With a continuous time system you can't do that since the system is given as a set of differential equations. With a continuous system the prediction step of the Kalman Filter changes as you now need to solve the ODE for the times corresponding to k
. The way you solve the ODE is up to you. The easiest is probably the Euler Method and some more advanced ways are the Runge Kutta schemes for example. The equations you are solving are
x_dot(t) = f(t, x(t))
P_dot(t) = F(t)*P(t) + P(t)*F(t)' + Q(t)
Using Euler Method the prior update would look as follows:
x[k+1] = x[k] + dT * f(k, x[k])
P[k+1] = P[k] + dT * ( F[k]*P[k] + P[k]*F[k]' + Q[k])
for the sake of simplicity I just set t=k
which in reality is of course not the case and depends on your sampling Time.

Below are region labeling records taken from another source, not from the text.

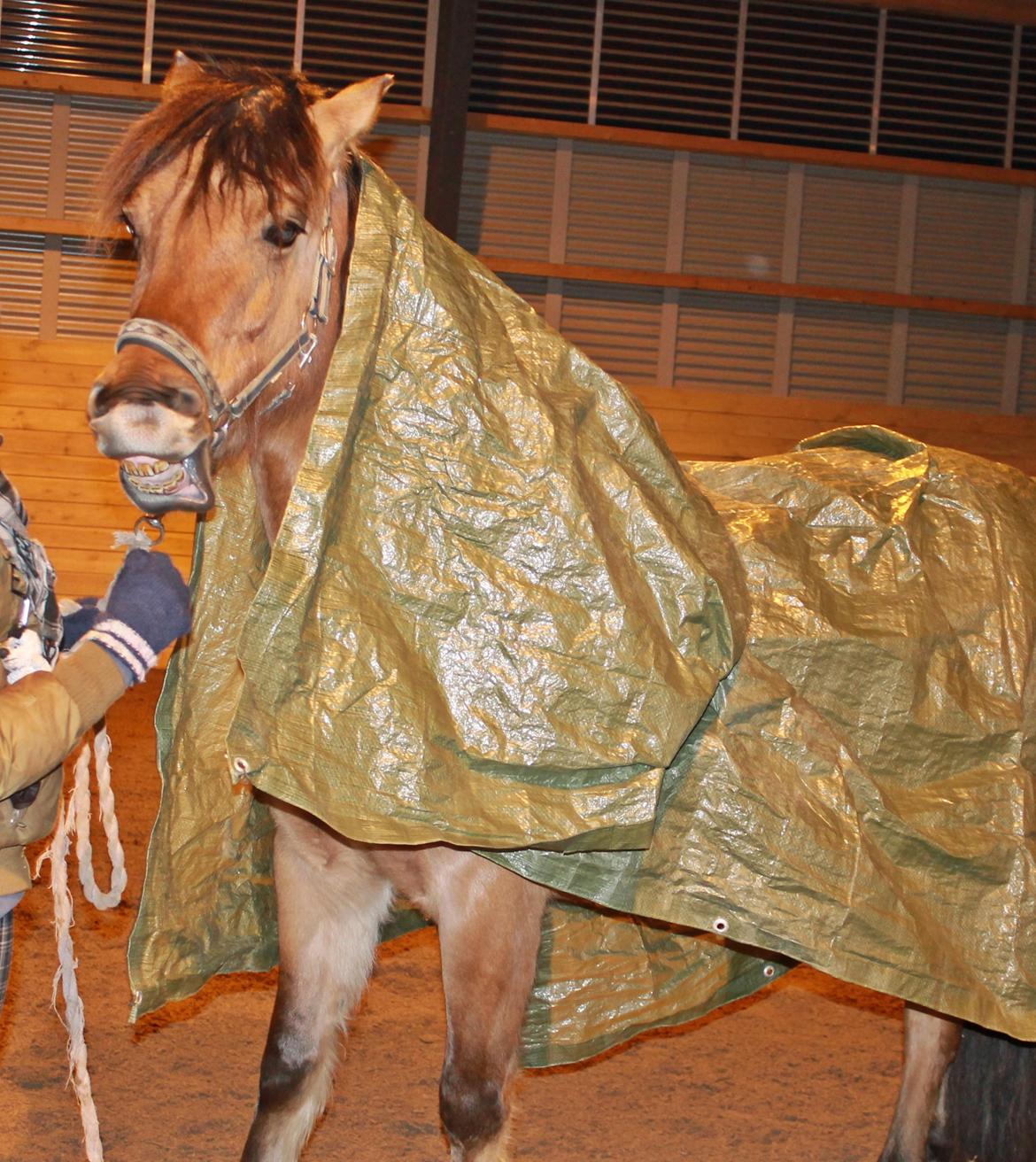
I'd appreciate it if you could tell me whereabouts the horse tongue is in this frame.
[119,440,215,515]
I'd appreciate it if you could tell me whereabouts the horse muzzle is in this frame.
[119,439,216,516]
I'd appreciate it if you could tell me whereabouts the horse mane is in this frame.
[98,62,327,224]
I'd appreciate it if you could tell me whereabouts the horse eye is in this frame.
[262,219,305,250]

The measurement update is the same for discrete and continuous time Kalman since the measurements are assumed to always be discrete (sensors will always send at some rate < infinity) and the internal states of the filter are also discrete.
Note: Doing Continuous Time Kalman Filter is NOT the same as discretizing your continuous system and then apply discrete time Kalman Filter.